Are SharePoint Lists evil in an SOA based enterprise? - sharepoint

My company is moving from Client/Server applications (thick client apps that makes database calls directly) to a Service Oriented Architecture (SOA) (thin or thick clients that call a web service that then does business logic and calls the database).
Part of this includes using SharePoint as our client (not our only client type, but the major one). I have been watching the Pluralsight training on SharePoint and I am starting to see a lot about SharePoint Lists.
SharePoint Lists seem to be to a core part of SharePoint. However they also seem to be a huge step backward architecturally speaking. These are my concerns:
Using these lists, I will have my SharePoint webparts hitting the data directly again (much like where we were with 2 tier client/server apps).
This confuses the data layer big time. Do I store my list of clients in the SQL Server database? Or a SharePoint list? Or both? (say it ain't so!) If both, how do I keep them in Sync?
If I store the data in SharePoint Lists do I then have to have my Web Services using the SharePoint Client Object Model to get at the lists (for non-SharePoint clients)?
Basically SharePoint Lists seem like a very very bad idea. But what I hear is that it is one of the big benefits of SharePoint. (Though I know that there are things like resource management and permissions that are also useful in SharePoint.)
SharePoint Lists seem like an attempt at low grade data storage. (With out all the benefits of a full data management solution like SQL Server.)
So here are my questions: What are the right/best practice reasons why would I use SharePoint Lists over web services that access a SQL Server? And can SharePoint even work normally using web services to get and update data? (Basically, if I don't use lists, do I lose a lot of functionality?)
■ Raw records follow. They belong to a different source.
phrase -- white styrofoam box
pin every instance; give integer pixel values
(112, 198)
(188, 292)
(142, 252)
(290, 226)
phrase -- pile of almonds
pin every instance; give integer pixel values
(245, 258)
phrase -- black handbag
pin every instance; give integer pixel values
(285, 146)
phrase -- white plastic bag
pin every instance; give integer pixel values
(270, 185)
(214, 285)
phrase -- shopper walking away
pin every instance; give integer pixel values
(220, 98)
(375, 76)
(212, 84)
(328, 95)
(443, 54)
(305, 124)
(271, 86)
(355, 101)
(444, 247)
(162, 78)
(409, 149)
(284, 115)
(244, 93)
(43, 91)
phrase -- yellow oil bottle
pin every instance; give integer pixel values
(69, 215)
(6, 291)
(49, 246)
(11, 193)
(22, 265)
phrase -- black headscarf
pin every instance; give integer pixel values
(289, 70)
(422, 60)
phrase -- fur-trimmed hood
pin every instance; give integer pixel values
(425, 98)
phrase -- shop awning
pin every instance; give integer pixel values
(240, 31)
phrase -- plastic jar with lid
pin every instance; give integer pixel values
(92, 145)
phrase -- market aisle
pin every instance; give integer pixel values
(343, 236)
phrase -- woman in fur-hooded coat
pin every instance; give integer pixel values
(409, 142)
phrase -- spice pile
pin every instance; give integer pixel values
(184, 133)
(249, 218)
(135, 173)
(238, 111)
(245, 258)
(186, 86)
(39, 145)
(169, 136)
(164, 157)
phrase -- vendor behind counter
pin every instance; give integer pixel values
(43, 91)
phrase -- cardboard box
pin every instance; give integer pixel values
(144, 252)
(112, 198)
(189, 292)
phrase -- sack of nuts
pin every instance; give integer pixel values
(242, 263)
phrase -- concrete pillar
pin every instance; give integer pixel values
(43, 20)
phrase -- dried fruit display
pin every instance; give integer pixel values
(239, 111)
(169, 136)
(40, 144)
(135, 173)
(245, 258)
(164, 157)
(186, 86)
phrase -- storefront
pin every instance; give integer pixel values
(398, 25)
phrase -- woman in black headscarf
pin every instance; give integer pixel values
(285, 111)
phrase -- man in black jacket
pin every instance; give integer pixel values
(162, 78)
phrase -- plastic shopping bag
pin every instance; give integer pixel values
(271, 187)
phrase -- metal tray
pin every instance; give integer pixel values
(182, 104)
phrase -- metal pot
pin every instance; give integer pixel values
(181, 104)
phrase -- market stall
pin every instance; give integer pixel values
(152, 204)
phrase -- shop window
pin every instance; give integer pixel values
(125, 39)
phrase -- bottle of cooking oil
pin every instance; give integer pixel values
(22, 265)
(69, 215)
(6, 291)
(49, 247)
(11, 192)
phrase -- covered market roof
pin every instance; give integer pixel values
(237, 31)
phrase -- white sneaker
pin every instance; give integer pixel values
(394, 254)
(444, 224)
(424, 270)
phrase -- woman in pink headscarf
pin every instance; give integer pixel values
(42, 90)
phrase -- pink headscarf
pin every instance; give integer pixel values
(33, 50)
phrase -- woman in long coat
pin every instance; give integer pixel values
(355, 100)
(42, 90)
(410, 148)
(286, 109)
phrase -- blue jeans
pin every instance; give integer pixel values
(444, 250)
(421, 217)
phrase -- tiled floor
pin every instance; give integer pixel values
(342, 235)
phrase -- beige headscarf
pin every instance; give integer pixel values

SharePoint lists are not a one size fits all solution to data storage. There are a great deal of scenarios where you'll want to use data available from an external system, like an existing CRM database, inside of SharePoint.
SharePoint 2007 used a concept called Business Data Catalog to address some of these scenarios, allowing a read-only view of external system data in SharePoint lists.
SharePoint 2010 greatly expands on the SharePoint 2007 capabilities with Business Connectivity Services, allowing for full read/write from SharePoint lists, with API access allowing custom connectors to be implemented in code for whatever backend system you may be trying to access (a SQL Server provider is provided out of the box). Here's a pretty thorough primer on the BCS, and there's a lot more information to be found on MSDN.
Be wary of trying to use SharePoint lists as traditional tables in a RDBMS, these aren't their purpose and it will only lead to intense headaches down the road.
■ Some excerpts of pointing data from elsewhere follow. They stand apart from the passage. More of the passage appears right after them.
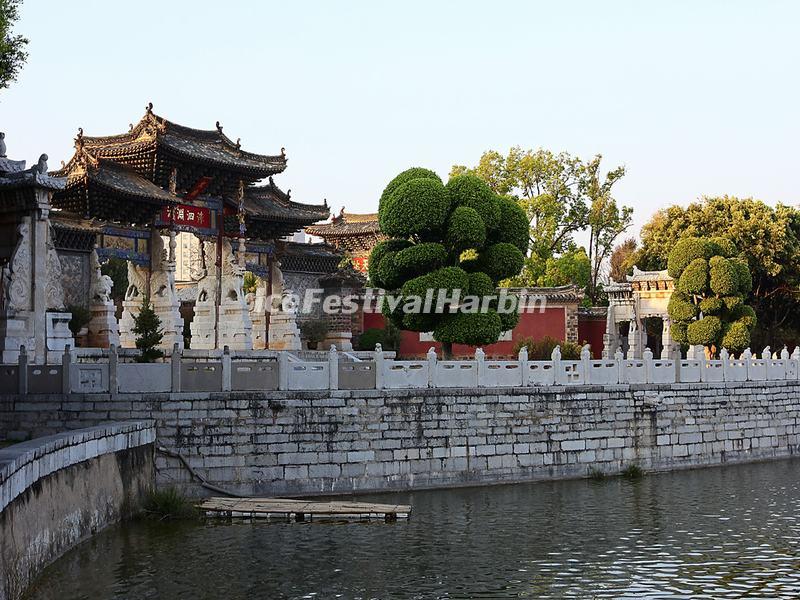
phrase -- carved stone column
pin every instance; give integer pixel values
(164, 297)
(103, 326)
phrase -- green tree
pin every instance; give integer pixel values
(622, 260)
(12, 47)
(147, 327)
(707, 307)
(457, 238)
(768, 238)
(606, 220)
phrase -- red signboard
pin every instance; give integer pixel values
(360, 263)
(185, 215)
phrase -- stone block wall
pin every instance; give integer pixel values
(58, 490)
(273, 443)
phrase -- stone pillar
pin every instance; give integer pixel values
(666, 339)
(284, 334)
(235, 326)
(132, 304)
(103, 327)
(634, 341)
(163, 296)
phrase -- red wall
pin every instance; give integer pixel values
(591, 331)
(551, 322)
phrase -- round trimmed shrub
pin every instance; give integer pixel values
(473, 329)
(694, 277)
(704, 332)
(724, 280)
(722, 246)
(501, 261)
(388, 272)
(678, 333)
(514, 226)
(377, 254)
(680, 308)
(736, 336)
(419, 259)
(404, 177)
(419, 206)
(743, 277)
(465, 229)
(470, 190)
(480, 284)
(711, 306)
(685, 251)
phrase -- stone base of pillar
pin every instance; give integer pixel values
(343, 340)
(103, 326)
(16, 329)
(235, 327)
(130, 308)
(171, 325)
(59, 335)
(283, 331)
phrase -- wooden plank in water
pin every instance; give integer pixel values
(301, 510)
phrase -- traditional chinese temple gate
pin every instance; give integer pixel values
(164, 178)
While I agree with the answer by OedipusPrime, I feel your question "Why would I use lists" warrants a more detailed answer.
The short version is, you probably shouldn't. What SharePoint gives you are lists which are a bit 'database-like', but simple enough that your ordinary user can cope with them. They're quite flexible for users. It also gives you a user interface to interact with the lists and data.
You're not using the UI, and you're probably quite happy with SQL, so SQL should probably be your choice. There's nothing that you can do in SharePoint that you can't do yourself in SQL (often faster) - but SQL isn't as user friendly for non-techies to set things up. SharePoint isn't a "full data management solution" like SQL - it's more like ASP.NET on steroids, and it has different advantages. (That's why its back end is ... SQL)
So, where would you store your data? SQL or Lists. One or the other - don't do both, that never works out well. If your data is in SQL, you can expose it in SharePoint with the BCS as mentioned already.
If your data is in a SharePoint list, yes, you can use the Client Object model. Or you can use Web Services directly. Or the REST API. All those are valid options.
Or, you could expose data from your database via your own Web Services, and then consume those via SharePoint's BCS, allowing you to present your data in SharePoint (with full CRUD, if you want) without your application becoming dependent upon it.
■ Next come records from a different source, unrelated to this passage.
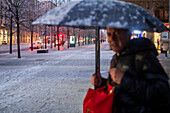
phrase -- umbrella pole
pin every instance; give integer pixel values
(97, 53)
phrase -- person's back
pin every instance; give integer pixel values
(144, 87)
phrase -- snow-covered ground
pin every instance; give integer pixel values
(54, 82)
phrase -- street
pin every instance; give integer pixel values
(54, 82)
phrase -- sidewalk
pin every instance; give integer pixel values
(165, 62)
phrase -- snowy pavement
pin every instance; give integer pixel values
(54, 82)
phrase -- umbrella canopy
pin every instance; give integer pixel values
(102, 13)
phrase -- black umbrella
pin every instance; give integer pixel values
(101, 14)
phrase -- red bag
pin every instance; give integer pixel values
(99, 100)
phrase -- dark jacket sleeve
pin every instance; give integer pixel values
(150, 86)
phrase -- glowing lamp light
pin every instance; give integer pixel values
(136, 31)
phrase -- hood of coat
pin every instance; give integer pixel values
(139, 45)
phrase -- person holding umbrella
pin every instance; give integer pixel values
(141, 84)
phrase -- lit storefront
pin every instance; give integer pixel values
(3, 36)
(158, 36)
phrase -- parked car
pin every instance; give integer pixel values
(36, 45)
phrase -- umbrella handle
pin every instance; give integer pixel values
(98, 77)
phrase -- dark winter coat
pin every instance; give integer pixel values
(144, 87)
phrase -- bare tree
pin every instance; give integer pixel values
(15, 8)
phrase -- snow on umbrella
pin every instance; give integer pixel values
(101, 14)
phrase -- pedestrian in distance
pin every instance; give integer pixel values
(141, 84)
(165, 48)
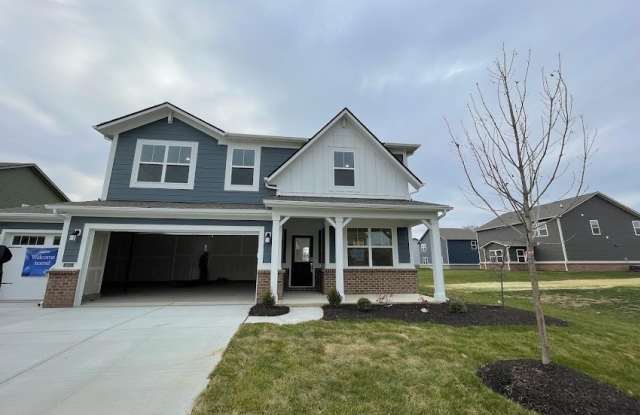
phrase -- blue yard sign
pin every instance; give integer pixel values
(37, 261)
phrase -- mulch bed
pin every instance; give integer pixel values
(555, 389)
(477, 315)
(268, 310)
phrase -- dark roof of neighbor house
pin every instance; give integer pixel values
(545, 211)
(13, 165)
(398, 202)
(455, 234)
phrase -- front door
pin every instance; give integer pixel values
(301, 264)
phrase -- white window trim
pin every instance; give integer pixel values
(393, 246)
(540, 226)
(494, 253)
(595, 222)
(161, 185)
(256, 169)
(636, 227)
(333, 169)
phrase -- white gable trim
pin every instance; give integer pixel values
(414, 181)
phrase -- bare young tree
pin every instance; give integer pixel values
(519, 150)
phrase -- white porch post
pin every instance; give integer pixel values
(339, 256)
(436, 262)
(275, 255)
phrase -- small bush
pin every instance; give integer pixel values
(333, 297)
(364, 304)
(268, 299)
(457, 305)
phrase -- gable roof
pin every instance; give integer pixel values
(552, 210)
(415, 181)
(39, 172)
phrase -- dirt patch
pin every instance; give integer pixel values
(477, 315)
(268, 310)
(555, 389)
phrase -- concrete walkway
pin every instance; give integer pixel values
(110, 360)
(587, 284)
(294, 316)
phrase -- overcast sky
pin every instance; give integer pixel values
(280, 67)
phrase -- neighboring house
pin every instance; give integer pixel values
(26, 184)
(459, 248)
(185, 201)
(591, 232)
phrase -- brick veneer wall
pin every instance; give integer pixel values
(61, 288)
(263, 283)
(373, 281)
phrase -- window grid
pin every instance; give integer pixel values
(595, 227)
(372, 242)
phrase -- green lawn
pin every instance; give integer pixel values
(393, 367)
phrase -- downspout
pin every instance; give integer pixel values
(564, 249)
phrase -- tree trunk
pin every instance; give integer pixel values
(537, 306)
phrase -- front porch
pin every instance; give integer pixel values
(359, 249)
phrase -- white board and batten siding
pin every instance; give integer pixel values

You are partially right. Regarding your options, here is the route you should go:
You should store the data only in lists. Not in SQL server. The data in lists is ultimately stored in SharePoint content database in SQL server and there is no point syncing it.
To have your clients access the data, your web services can call out of the box web services exposed in SharePoint which can operate on lists data.
See this article on overview of web services exposed by SharePoint:
http://msdn.microsoft.com/en-us/library/ee538665.aspx
http://www.sharepointmonitor.com/2007/01/sharepoint-web-service/

This is one of the big questions that faces someone new to SharePoint - should I store X in a SharePoint list, or in a SQL Server table?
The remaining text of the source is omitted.